Most languages have a way to signal a generic error with a string as the error message. This makes it easy to include relevant information in the description of the error: something as simple as (error "serve-ice-cream: quantity=~S must be positive" q)
provides a human-readable description with whatever information you think is relevant. It's not machine-readable, but most errors don't need to be handled mechanically, so this is not usually a problem.
Languages with exception systems also allow signalling errors in a machine-recognizable way, typically by defining a new exception class. This is often considered the “proper” way to signal errors, but it's more work than a generic error, so it's typically done only for polished public interfaces. Errors that aren't exposed in such an interface (or aren't intended to be exposed — errors are a kind of implementation detail that's hard to hide) generally make do with strings.
When you do create an exception class, it's also more work to include relevant information in the exception. Typically you have to define slots, arrange for them to get the appropriate values, and then embed them in the error message. This requires changing several parts of the definition as well as the call site, so it's enough trouble that you often won't do it. Error reporting code is seldom high on the priority list until the error happens.

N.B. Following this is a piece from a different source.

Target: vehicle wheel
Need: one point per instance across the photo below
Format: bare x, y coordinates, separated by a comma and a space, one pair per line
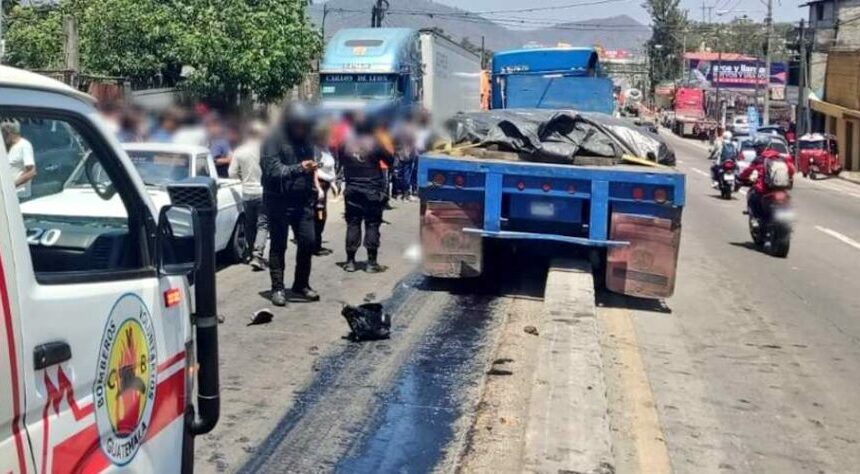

I ran into this problem a while ago, in a utility function which reported a rare error by throwing a C++ exception class like this:
class negative_error : public domain_error {
public:
not_integer_exn() : domain_error("value must not be negative") {}
};
This was fine until the error finally happened. A high-level catch-almost-anything handler caught the exception and displayed the error message, which told me almost nothing about the problem. Since this was C++ and not running under a debugger, there was no automatic stack trace, and no hint of what value was negative, or who cared, or why. If I had been lazy and signaled the error with throw domain_error("serve_ice_cream: quantity=" + to_string(q) + " must not be negative")
, the relevant information would have been in the string, but because I had done it the “right” way, it was not.
(The designers of C++ are aware of this problem. That's why all the standard exceptions take strings. negative_error
should have too.)
In an ideal exception system, convenience and machine-readability would not conflict. It should be easy to signal an an-hoc error with a human-readable message and machine-recognizable fields. It might help to allow throwing exceptions without declaring them first, e.g. (throw '(negative-error domain-error) :quantity q "value must not be negative")
. (Wasn't this allowed in some early exception systems?) But if it's only easy to have one of the two, choose the convenient human-readable form. That's the one you'll use.
The SRFI 12 exception system lets you raise any object of whatever type, but provides the notion of a property condition, which is essentially an arbitrary type object plus a p-list (but is disjoint from all other Scheme types). So you write (abort (make-property-condition 'negative-error 'quantity q 'message "value must not be negative")). There are also composite conditions, which merge conditions together.